Thursday, October 27, 2011

Reconciliation, better than Raid?

When I'm faced with spiders, I get a little freaked out by the creepy crawlers. Suddenly, I'm like a ninja, trying to find a way to destroy those arachnids before they destroy me, with moves I didn't even know I had in me. Of course, with that sudden surge of killer instinct, comes a great fear that they will, in fact, get me first. This is why I take time every week to clean out the cobwebs in my house. If there isn't a cobweb, there isn't a spider. Problem solved, right? Wrong!

God and I had a little bit of a cobwebbed conversation last week. I was lying in bed and saw a spider crawling on the ceiling. I couldn't sleep and my mind started to analyze the situation. Hadn't I just cleaned all of those cobwebs out of my house days ago? Where did this little guy come from? Then it hit me. Cleaning the cobwebs doesn't get rid of the spider it just makes it look like he no longer lives there.

Who knew that such strong conviction came in a such a small package with eight tiny little legs?

I had just spent time in prayer that day feeling that God was calling me to Reconciliation. I hadn't been in almost a month. As I stared at that little spider I realized that my sin was just like it and the cobwebs were just the visual evidence that it existed. Sometimes, we feel like if the mess the sin left is a little cleaned up on the outside, no one will every know, but the source still roams around, making new webs. Our sin stays in us, no matter how clean we look on the outside. God was calling me to kill the source of the cobweb: my sin.
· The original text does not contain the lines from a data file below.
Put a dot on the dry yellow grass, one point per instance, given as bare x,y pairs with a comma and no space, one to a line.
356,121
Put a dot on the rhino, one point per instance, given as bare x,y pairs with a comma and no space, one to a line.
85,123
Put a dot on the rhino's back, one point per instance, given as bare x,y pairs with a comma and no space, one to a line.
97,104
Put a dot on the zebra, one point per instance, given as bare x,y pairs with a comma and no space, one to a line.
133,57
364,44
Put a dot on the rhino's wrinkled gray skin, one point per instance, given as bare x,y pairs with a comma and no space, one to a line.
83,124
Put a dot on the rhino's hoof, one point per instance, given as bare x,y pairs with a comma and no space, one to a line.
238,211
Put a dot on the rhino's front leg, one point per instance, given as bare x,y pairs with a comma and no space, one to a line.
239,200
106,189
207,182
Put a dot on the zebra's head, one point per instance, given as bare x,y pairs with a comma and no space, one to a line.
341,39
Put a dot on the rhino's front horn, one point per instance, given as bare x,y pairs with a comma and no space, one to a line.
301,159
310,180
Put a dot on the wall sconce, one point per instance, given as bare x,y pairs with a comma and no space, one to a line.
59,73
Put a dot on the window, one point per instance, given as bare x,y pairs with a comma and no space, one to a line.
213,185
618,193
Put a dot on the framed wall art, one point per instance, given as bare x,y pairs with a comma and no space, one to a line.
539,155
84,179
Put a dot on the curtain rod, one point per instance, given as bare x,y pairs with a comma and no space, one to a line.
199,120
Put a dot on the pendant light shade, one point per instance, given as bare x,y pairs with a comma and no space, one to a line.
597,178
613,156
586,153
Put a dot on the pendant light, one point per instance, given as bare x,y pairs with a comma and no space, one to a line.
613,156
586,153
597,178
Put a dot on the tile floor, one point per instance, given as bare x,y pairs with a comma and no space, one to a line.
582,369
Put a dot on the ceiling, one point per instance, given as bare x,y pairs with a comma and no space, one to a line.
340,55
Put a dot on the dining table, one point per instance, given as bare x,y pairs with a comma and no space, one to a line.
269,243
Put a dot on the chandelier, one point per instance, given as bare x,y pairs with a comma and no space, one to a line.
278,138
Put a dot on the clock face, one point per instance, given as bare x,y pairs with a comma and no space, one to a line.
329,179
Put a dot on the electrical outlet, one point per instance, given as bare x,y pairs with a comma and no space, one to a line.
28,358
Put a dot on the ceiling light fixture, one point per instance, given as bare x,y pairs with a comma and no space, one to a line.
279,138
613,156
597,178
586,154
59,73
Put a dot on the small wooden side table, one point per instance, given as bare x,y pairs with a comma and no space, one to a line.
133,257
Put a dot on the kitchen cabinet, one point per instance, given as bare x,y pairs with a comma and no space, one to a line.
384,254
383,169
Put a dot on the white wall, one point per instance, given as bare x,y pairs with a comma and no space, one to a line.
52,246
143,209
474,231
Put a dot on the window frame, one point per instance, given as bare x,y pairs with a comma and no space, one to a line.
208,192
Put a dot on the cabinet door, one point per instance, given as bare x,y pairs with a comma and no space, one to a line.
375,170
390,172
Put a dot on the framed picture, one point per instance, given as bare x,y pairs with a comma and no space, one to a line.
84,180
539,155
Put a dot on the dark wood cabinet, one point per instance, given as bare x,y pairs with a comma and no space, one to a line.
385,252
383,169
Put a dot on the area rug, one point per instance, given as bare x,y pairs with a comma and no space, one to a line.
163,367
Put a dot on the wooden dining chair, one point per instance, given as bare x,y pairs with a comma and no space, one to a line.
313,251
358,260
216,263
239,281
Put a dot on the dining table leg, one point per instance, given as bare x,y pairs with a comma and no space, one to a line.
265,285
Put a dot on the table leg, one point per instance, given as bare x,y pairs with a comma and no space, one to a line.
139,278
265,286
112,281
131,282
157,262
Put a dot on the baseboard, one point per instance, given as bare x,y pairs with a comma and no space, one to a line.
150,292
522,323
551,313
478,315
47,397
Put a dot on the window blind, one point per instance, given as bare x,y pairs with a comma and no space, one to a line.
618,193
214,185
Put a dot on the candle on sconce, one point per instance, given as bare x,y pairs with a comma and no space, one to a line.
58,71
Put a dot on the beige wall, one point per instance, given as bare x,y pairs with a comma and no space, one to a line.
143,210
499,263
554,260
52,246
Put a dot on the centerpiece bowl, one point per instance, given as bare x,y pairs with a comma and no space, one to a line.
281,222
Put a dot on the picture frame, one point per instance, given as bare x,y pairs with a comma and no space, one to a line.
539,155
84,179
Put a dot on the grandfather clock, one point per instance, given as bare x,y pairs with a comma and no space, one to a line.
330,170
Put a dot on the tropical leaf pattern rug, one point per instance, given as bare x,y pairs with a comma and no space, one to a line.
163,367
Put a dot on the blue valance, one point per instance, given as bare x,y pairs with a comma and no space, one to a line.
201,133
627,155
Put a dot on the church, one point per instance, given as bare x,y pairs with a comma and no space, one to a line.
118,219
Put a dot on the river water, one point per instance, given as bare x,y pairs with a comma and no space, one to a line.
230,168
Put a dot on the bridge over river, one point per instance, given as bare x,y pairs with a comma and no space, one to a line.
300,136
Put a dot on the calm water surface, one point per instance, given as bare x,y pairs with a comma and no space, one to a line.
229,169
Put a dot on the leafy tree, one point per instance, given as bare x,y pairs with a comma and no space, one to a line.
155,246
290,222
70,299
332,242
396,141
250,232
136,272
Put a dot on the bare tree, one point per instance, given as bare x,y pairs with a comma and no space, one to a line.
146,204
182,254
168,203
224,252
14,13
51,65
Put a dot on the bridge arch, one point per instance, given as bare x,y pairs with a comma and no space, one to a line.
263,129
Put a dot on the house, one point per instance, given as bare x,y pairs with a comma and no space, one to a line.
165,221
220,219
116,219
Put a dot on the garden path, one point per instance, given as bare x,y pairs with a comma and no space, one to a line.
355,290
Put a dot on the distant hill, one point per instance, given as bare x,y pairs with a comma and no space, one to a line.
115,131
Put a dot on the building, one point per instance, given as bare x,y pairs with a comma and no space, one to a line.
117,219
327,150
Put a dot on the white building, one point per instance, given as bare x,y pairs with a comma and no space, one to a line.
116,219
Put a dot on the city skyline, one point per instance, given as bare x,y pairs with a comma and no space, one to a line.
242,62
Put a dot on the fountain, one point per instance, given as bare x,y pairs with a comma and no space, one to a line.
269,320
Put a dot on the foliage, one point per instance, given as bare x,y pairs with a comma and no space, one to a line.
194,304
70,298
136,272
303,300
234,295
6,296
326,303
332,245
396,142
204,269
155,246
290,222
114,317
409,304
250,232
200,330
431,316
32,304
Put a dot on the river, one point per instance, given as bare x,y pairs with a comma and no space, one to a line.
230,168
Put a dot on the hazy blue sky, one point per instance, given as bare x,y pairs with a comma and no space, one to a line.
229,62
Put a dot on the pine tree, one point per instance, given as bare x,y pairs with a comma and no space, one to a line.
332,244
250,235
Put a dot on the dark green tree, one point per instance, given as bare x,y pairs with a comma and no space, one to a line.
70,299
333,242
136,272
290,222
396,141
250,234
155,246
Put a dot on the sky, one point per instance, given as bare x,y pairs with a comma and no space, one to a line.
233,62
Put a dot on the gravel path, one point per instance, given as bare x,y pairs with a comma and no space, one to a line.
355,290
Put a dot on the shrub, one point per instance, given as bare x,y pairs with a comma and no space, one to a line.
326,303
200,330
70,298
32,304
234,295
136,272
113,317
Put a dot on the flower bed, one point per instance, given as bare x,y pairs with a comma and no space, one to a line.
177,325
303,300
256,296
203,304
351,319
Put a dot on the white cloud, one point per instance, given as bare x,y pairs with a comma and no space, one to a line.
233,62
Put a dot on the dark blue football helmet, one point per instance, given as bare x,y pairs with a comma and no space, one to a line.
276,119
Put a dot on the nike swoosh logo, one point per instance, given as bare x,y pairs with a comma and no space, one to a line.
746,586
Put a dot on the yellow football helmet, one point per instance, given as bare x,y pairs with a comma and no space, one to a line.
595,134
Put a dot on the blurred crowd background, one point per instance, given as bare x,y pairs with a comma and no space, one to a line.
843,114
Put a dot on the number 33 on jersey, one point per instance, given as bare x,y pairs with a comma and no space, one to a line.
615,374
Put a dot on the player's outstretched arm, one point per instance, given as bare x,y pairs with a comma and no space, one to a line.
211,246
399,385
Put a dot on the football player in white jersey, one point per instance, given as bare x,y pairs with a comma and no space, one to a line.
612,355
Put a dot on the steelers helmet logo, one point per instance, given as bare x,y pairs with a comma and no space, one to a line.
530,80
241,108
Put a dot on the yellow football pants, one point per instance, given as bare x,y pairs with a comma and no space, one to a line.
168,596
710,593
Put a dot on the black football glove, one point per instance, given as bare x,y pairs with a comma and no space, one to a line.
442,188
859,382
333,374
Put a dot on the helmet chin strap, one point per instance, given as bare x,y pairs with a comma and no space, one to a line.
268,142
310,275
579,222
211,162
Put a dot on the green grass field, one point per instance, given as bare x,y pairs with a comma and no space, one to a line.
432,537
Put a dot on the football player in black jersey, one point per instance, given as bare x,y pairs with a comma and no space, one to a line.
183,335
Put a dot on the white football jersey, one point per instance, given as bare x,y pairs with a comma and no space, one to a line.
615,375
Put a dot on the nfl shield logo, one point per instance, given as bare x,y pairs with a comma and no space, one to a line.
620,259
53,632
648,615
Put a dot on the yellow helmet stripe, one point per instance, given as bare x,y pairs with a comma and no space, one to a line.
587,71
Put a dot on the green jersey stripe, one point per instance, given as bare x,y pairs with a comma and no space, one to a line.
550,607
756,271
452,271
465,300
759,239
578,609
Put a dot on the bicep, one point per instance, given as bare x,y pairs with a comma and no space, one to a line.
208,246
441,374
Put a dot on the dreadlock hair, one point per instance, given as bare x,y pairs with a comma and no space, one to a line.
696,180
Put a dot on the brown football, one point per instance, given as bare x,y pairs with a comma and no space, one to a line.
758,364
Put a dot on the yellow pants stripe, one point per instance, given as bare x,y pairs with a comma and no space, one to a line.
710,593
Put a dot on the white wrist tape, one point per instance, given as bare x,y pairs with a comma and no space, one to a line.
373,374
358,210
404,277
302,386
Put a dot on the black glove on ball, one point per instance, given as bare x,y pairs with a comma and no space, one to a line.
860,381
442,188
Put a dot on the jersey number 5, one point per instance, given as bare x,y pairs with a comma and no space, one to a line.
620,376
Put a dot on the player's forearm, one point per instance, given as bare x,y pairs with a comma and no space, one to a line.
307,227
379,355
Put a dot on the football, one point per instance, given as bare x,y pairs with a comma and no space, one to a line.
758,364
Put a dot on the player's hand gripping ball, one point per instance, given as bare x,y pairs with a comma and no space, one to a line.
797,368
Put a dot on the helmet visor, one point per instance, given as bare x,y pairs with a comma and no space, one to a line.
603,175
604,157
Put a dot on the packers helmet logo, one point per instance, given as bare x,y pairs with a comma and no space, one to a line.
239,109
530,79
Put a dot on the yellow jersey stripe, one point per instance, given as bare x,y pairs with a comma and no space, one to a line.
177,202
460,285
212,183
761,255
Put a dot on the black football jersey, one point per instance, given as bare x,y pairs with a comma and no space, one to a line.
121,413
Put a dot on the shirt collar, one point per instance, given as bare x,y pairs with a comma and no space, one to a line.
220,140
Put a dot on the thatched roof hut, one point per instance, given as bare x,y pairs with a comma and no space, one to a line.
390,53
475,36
The only way I could do that was to meet him eyelash to eyelash, in the great Sacrament of Reconciliation and be filled with his grace.

Working in ministry is hard as it is, and cobwebs come in many shapes and forms from the various spiders we face. We get tangled up in those webs and it prevents us from doing God's work. He calls us not just to clean up the cobwebs, but to get rid of the source. In the world of sin, raid won't do...it's all about Reconciliation. He's waiting for you...

1 comment:

  1. Beautifully written! I love how you draw from life experience.